The default output is a compact lead sheet in chat. Create a CSV or spreadsheet only when the user asks for a file or when the result set is large enough that chat would be hard to use.
Inputs to Collect
If missing, infer reasonable defaults and continue:
base_location: address, town, landmark, or area.
radius_km: default 20 km.
categories: default negozi, palestre, ristoranti, parrucchieri, estetisti, studi professionali.
max_leads: default 15.
language: match the user's language.
output: default chat table; optional CSV.
Ask a concise clarification only if the base location is missing and cannot be inferred.
Compliance Guardrails
- Use the integrated browser as an assisted research tool, not as a bulk scraper.
- Do not bypass CAPTCHAs, login walls, rate limits, bot protections, or paywalls.
- Do not extract or resell Google Maps data at scale.
- Prefer public business facts and official business contact channels.
- Avoid collecting personal emails or private personal data unless the user explicitly provides a lawful basis and the source is clearly public business contact information.
- If using Google Maps manually in the browser, treat it as a discovery aid.
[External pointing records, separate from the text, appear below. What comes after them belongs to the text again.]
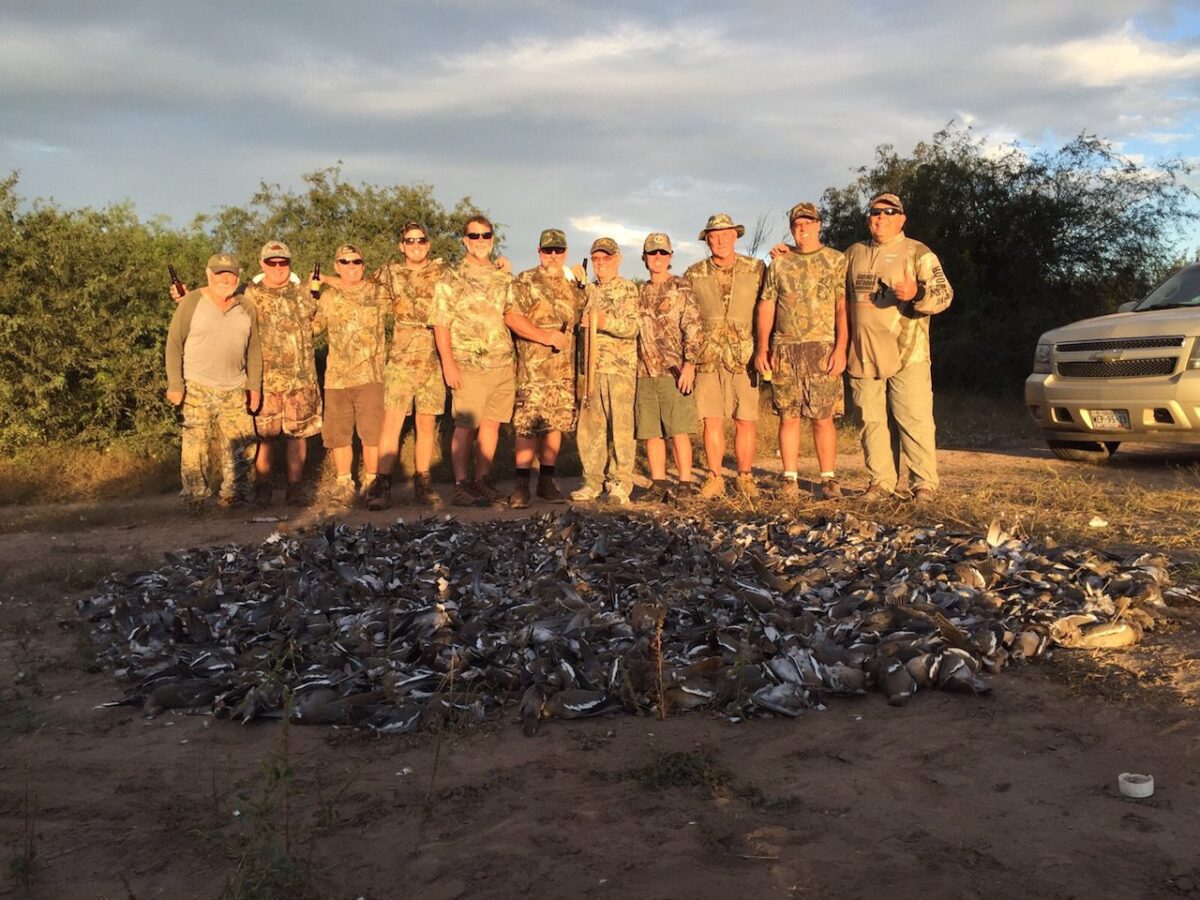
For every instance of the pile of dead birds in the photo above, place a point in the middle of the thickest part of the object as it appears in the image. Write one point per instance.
(580, 613)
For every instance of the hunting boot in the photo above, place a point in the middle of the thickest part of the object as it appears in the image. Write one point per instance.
(379, 493)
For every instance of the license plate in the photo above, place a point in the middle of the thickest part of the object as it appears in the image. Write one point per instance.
(1110, 419)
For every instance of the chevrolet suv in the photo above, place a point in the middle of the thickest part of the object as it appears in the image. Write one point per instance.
(1131, 376)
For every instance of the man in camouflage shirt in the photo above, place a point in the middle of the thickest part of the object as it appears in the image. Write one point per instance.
(803, 313)
(291, 396)
(353, 315)
(413, 377)
(475, 348)
(669, 342)
(546, 304)
(606, 418)
(894, 285)
(727, 287)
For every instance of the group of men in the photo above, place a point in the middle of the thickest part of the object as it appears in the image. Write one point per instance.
(550, 352)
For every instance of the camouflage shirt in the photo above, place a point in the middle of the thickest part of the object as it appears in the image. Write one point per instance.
(669, 327)
(804, 289)
(471, 301)
(616, 352)
(726, 299)
(409, 293)
(885, 333)
(549, 300)
(285, 328)
(358, 346)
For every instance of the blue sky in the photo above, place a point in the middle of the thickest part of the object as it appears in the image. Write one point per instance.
(613, 119)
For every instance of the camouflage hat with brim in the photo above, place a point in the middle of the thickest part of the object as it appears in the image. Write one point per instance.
(552, 239)
(886, 199)
(657, 240)
(275, 250)
(223, 263)
(719, 223)
(803, 210)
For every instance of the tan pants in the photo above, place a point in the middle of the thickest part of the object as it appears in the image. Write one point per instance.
(910, 396)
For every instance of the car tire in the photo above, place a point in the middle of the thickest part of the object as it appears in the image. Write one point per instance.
(1084, 450)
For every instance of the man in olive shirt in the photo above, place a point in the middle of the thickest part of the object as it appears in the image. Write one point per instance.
(803, 316)
(894, 285)
(605, 433)
(546, 304)
(475, 348)
(726, 286)
(215, 373)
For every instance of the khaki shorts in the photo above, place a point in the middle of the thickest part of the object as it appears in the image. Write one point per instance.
(660, 411)
(295, 414)
(349, 408)
(726, 395)
(799, 384)
(485, 394)
(407, 389)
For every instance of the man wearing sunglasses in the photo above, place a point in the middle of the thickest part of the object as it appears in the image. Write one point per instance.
(802, 334)
(669, 341)
(413, 377)
(546, 304)
(475, 348)
(353, 315)
(894, 283)
(606, 418)
(727, 287)
(291, 396)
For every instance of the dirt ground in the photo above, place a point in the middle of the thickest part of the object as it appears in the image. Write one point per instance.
(1006, 796)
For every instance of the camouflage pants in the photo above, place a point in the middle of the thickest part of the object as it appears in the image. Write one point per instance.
(605, 433)
(211, 414)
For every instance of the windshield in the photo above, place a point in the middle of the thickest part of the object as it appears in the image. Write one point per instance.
(1181, 289)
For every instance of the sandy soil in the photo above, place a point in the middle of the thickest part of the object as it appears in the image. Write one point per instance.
(1007, 796)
Cross-check important details with independent public web sources such as the business website, social pages, directory listings, or search results.
Browser Research Workflow
- Open the browser and search for the requested category near
base_location.
- Build a candidate list from visible local results, search results, public directories, or business pages.
- For each candidate, inspect enough public sources to fill the lead fields.
- Search the exact business name plus city/town to check whether a real website exists.
- Classify website status:
No site found: no credible standalone website after cross-check.
Social only: Facebook, Instagram, WhatsApp, Linktree, booking portal, or marketplace page only.
Weak site: standalone site exists but looks outdated, broken, very thin, non-mobile-friendly, or missing clear contact/conversion flow.
Has site: credible standalone site exists.
- Mark confidence:
High: confirmed by at least two sources or official page.
Medium: one credible source plus consistent search evidence.
Low: incomplete or ambiguous evidence.
When the user explicitly asks for subagents or parallel verification and subagents are available, split candidates into non-overlapping batches and ask each subagent to verify only website/social/contact status. Do not use subagents for the immediate browser search if it blocks progress.
Lead Scoring
Use this simple score:
Hot: no site found or social only, phone/contact present, active business, near the target area.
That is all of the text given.